— Ну, ты и наглая! — задохнулся мужик. — Ещё и наезжает! Таких, как ты, учить надо…
— Так… — низкий хриплый голос ворвался в содержательную беседу. — Алексей, что здесь происходит? Что ты блажишь на всю улицу?
— Да, Михалыч, да она вон нам в задницу въехала, да вот ведь только-только то крыло перекрасил — и все по-новой, блин… — неожиданно присмирел Алексей. Он перестал наваливаться на съежившуюся машинку, и даже вроде стал ниже ростом, а на лице сквозь муть и закушенные удила вдруг начало проступать осмысленное выражение.
— Ну и что орать-то? Ты хоть глянул, что у тебя там? — раздраженно произнес хриплый голос. — Нет? Так пойди и посмотри, прежде, чем вопить.
Притихший Алексей плавно шмыгнул куда-то в сторону, и на освободившемся месте Ада увидела хмурого небритого и тоже крепко перемазанного человека, неухоженного и несимпатичного. «В одном болоте они, что ли, купались?» Темная куртка, джинсы, заправленные в высокие армейские ботинки, и сами башмаки были заляпаны подсохшей грязью. Относительно чистым было только лицо — то самое, несимпатичное. Человек внимательно разглядывал на Аду, устало потирая правую бровь — на виске остались темные полосы.
— Ну что, это вы нас стукнули? Что ж вперед не смотрите?
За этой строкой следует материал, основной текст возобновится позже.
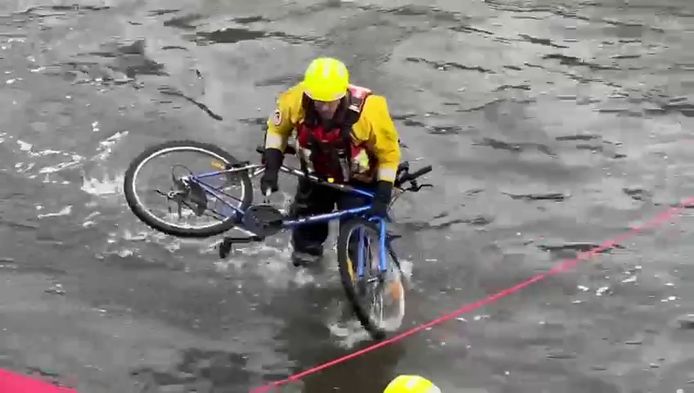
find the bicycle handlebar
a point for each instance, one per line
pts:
(410, 177)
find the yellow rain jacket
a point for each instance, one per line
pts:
(374, 130)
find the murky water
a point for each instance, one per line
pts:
(551, 125)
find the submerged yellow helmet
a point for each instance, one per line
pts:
(411, 384)
(326, 79)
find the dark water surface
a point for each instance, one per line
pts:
(551, 126)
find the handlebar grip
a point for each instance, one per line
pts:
(419, 172)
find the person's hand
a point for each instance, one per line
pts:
(381, 200)
(273, 161)
(268, 182)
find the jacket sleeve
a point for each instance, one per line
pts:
(383, 137)
(279, 124)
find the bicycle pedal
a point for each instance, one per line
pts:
(225, 248)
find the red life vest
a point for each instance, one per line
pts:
(332, 153)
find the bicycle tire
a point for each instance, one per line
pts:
(344, 267)
(141, 213)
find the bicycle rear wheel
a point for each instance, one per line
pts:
(213, 196)
(378, 298)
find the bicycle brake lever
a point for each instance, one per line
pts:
(416, 187)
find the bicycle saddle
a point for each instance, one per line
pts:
(263, 220)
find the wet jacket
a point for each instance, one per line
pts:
(373, 131)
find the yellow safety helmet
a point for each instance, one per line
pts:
(411, 384)
(326, 79)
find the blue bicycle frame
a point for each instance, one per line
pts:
(257, 169)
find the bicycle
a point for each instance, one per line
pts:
(263, 220)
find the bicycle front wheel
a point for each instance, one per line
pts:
(377, 296)
(201, 198)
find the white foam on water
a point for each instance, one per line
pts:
(63, 212)
(76, 160)
(104, 186)
(24, 146)
(106, 146)
(348, 332)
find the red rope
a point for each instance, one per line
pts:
(560, 267)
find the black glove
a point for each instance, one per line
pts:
(379, 205)
(273, 161)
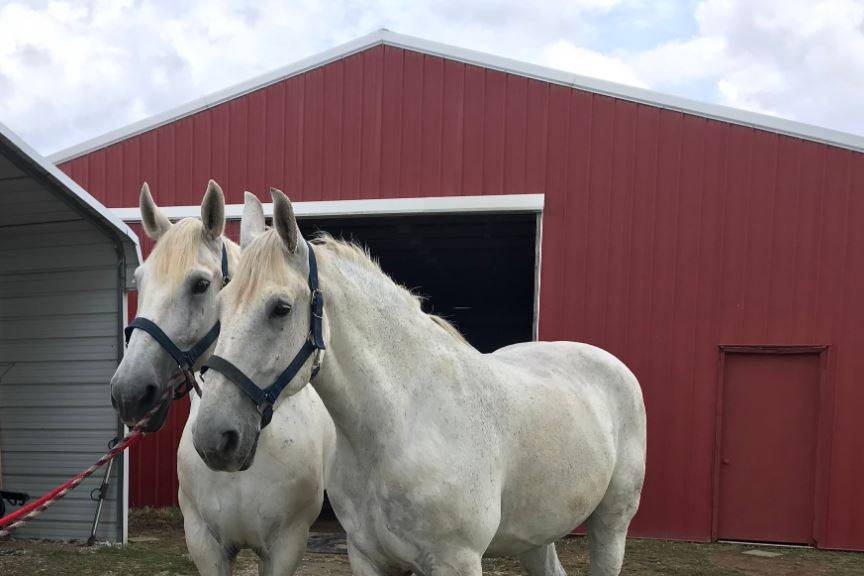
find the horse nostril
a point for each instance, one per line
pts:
(228, 443)
(149, 398)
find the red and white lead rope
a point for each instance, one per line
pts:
(27, 513)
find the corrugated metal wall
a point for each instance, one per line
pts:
(665, 235)
(59, 315)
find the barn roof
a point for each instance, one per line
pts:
(20, 161)
(388, 38)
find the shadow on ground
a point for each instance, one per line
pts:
(157, 547)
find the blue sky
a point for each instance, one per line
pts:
(70, 71)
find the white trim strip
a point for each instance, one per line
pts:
(640, 95)
(360, 208)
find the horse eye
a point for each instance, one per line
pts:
(200, 286)
(280, 309)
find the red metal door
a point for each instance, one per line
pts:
(767, 450)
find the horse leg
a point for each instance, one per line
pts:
(285, 553)
(542, 561)
(608, 524)
(209, 556)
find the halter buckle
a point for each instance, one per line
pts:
(317, 360)
(318, 303)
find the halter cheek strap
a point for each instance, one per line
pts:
(265, 398)
(185, 359)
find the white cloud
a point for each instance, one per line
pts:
(799, 59)
(564, 55)
(72, 69)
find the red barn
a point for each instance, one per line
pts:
(719, 253)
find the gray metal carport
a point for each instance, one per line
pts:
(65, 266)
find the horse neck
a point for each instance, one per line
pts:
(380, 347)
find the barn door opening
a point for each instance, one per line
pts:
(476, 270)
(767, 449)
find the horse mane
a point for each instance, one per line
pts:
(177, 250)
(264, 260)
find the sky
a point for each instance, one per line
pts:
(70, 71)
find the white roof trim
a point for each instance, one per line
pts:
(359, 208)
(74, 189)
(640, 95)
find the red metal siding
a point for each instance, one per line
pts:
(664, 234)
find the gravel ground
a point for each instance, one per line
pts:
(157, 548)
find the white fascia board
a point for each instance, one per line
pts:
(612, 89)
(379, 207)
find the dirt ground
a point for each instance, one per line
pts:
(157, 548)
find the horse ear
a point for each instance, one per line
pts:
(155, 223)
(213, 210)
(252, 224)
(284, 220)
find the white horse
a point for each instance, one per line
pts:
(443, 454)
(270, 507)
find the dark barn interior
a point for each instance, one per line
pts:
(476, 270)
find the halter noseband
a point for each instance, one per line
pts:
(265, 398)
(185, 359)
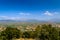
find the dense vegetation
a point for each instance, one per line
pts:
(43, 32)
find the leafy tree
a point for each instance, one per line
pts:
(10, 33)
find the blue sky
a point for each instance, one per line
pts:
(29, 9)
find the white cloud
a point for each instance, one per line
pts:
(25, 14)
(12, 18)
(48, 13)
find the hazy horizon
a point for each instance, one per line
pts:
(29, 9)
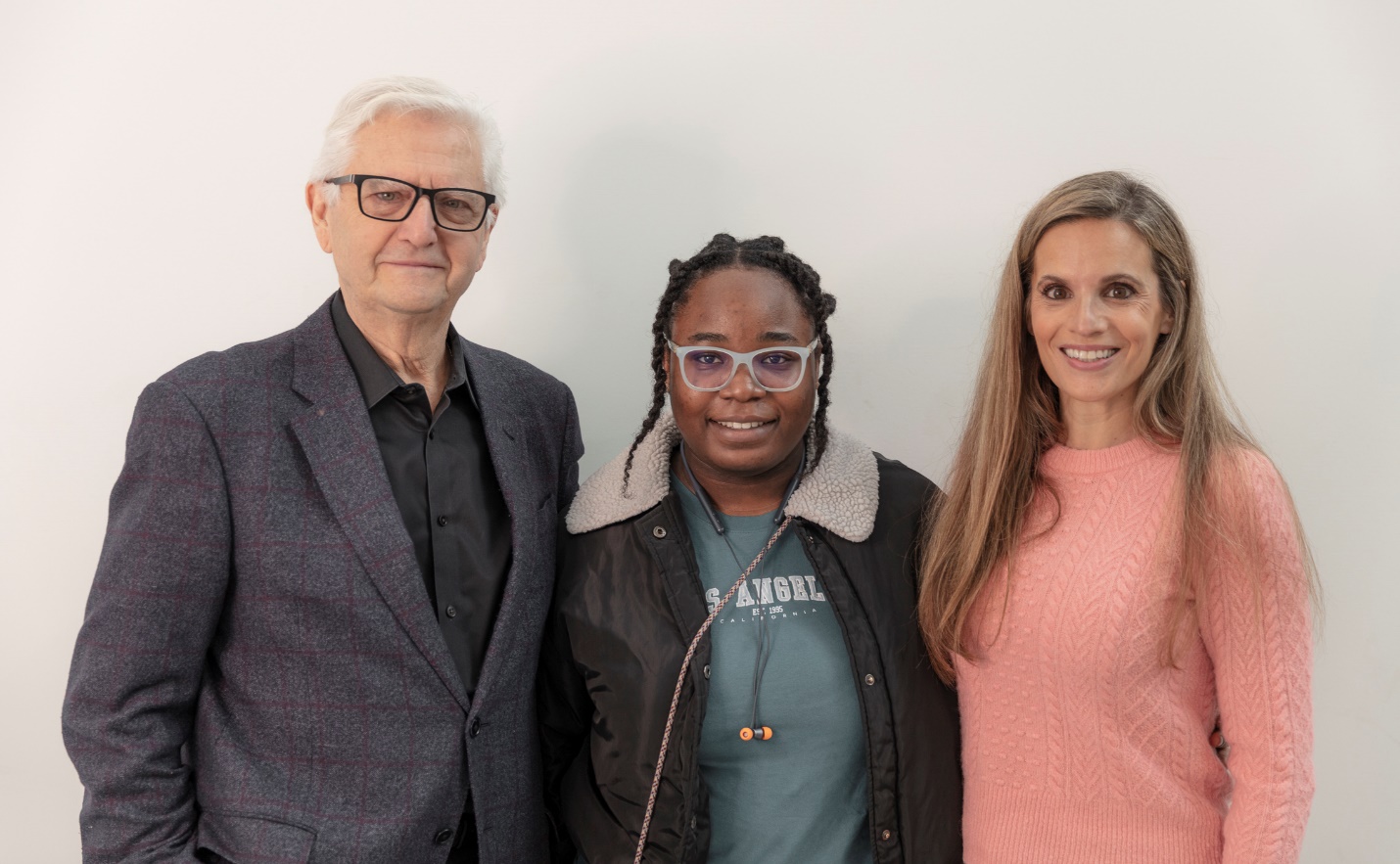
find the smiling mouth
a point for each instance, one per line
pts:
(1090, 356)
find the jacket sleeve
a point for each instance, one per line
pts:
(150, 619)
(565, 713)
(1257, 630)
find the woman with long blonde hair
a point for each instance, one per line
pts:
(1119, 577)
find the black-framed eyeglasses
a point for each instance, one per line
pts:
(391, 201)
(777, 370)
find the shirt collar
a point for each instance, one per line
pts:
(375, 379)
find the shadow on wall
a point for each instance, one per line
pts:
(633, 201)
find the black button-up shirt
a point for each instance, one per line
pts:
(443, 479)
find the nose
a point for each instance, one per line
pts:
(417, 227)
(1088, 314)
(742, 387)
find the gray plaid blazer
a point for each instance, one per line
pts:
(259, 674)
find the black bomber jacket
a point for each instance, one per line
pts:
(606, 684)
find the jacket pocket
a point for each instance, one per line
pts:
(243, 839)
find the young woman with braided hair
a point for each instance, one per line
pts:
(732, 668)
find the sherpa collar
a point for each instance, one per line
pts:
(842, 494)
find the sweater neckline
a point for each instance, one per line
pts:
(1067, 461)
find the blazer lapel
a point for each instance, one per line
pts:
(500, 419)
(341, 445)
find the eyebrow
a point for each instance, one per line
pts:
(1104, 280)
(764, 337)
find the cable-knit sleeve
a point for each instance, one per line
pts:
(1256, 624)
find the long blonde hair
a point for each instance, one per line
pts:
(1015, 418)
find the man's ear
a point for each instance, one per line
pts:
(318, 206)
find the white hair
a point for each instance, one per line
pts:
(403, 94)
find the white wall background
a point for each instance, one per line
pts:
(150, 208)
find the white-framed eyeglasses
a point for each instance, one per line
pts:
(706, 367)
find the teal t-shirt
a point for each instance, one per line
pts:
(800, 796)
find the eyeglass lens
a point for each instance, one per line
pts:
(773, 370)
(391, 201)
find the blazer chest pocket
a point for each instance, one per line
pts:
(235, 838)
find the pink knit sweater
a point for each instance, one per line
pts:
(1078, 744)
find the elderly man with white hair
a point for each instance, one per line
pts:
(315, 623)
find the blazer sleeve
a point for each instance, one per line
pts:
(1257, 630)
(152, 614)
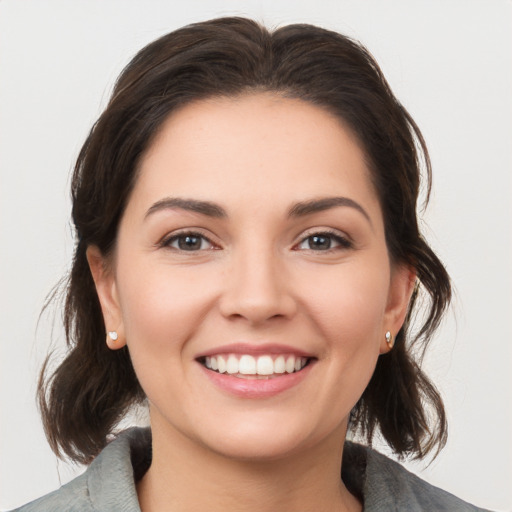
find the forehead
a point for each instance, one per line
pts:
(250, 147)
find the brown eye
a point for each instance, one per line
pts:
(189, 242)
(319, 242)
(324, 242)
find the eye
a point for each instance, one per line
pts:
(324, 241)
(188, 242)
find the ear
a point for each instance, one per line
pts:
(402, 283)
(106, 289)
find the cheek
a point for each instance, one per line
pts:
(161, 308)
(349, 306)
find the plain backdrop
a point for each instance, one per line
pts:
(448, 61)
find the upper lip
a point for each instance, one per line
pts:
(254, 349)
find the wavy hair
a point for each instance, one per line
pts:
(85, 397)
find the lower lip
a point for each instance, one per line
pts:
(257, 388)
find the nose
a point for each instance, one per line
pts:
(257, 287)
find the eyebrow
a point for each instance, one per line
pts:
(191, 205)
(326, 203)
(210, 209)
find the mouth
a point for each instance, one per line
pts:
(261, 366)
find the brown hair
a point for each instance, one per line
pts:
(84, 399)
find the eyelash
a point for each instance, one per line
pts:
(342, 241)
(167, 242)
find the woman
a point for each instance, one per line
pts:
(248, 263)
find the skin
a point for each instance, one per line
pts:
(260, 279)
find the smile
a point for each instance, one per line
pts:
(259, 367)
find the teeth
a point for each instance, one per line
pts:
(232, 364)
(251, 365)
(290, 365)
(279, 365)
(247, 365)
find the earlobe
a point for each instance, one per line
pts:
(107, 294)
(403, 281)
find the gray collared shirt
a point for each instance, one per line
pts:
(108, 484)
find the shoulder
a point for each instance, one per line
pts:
(389, 486)
(107, 484)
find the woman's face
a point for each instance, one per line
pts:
(251, 279)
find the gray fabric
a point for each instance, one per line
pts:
(108, 483)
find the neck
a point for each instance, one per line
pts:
(187, 476)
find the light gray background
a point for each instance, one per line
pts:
(449, 62)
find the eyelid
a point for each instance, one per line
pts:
(166, 240)
(342, 238)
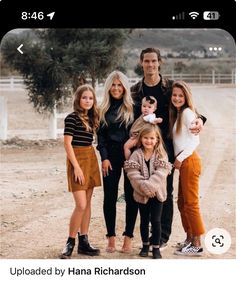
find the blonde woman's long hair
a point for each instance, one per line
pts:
(125, 113)
(91, 119)
(176, 115)
(159, 148)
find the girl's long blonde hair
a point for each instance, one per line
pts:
(125, 113)
(89, 119)
(176, 115)
(159, 148)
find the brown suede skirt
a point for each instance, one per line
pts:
(88, 162)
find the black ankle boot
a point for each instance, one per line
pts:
(144, 251)
(66, 253)
(156, 253)
(85, 248)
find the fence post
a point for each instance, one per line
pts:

Теперь вот головную боль Алексею организовали, — хриплый голос звучал монотонно и равнодушно, припухшие глаза смотрели холодно, и Ада поняла, что вот тут и начинается самое страшное. Это вам не орущий добрый молодец, лающая собака не кусает — интересно, а собака об этом знает? — это сила неумолимая и безжалостная, такой проглотит и не поперхнется.
И тут пузырь в горле лопнул. Ада успела подумать, что вот так она на этом самом месте и попрощается с жизнью, но вместо этого из ее глаз хлынули обильные слезы. Да как хлынули! Наверное, именно так лились слезы у царевны Несмеяны. Лицо мгновенно стало мокрым, слезы текли ручьем, брызгали во все стороны. Ада уткнулась в руки, пытаясь поймать дыхание, прекратить плакать и успокоиться.
Без толку.
Поток бушевал. Рукава немедленно намокли, и добавилось противное ощущение прикосновения сырой ткани к коже. Про макияж можно было и не вспоминать. Весь мучительный и бестолковый день, накопленная, давнишняя усталость и старательно скрываемое от самой себя раздражение нашли наконец выход в этих слезах, и Ада плакала, как плачут только от настоящего, неподдельного горя, не обращая внимания на топтавшегося рядом сразу растерявшегося мужчину, не слушая и не слыша его слов.
Потом Ада почувствовала, как крепкая широкая рука ухватила ее повыше локтя и стала вытаскивать из салона машины.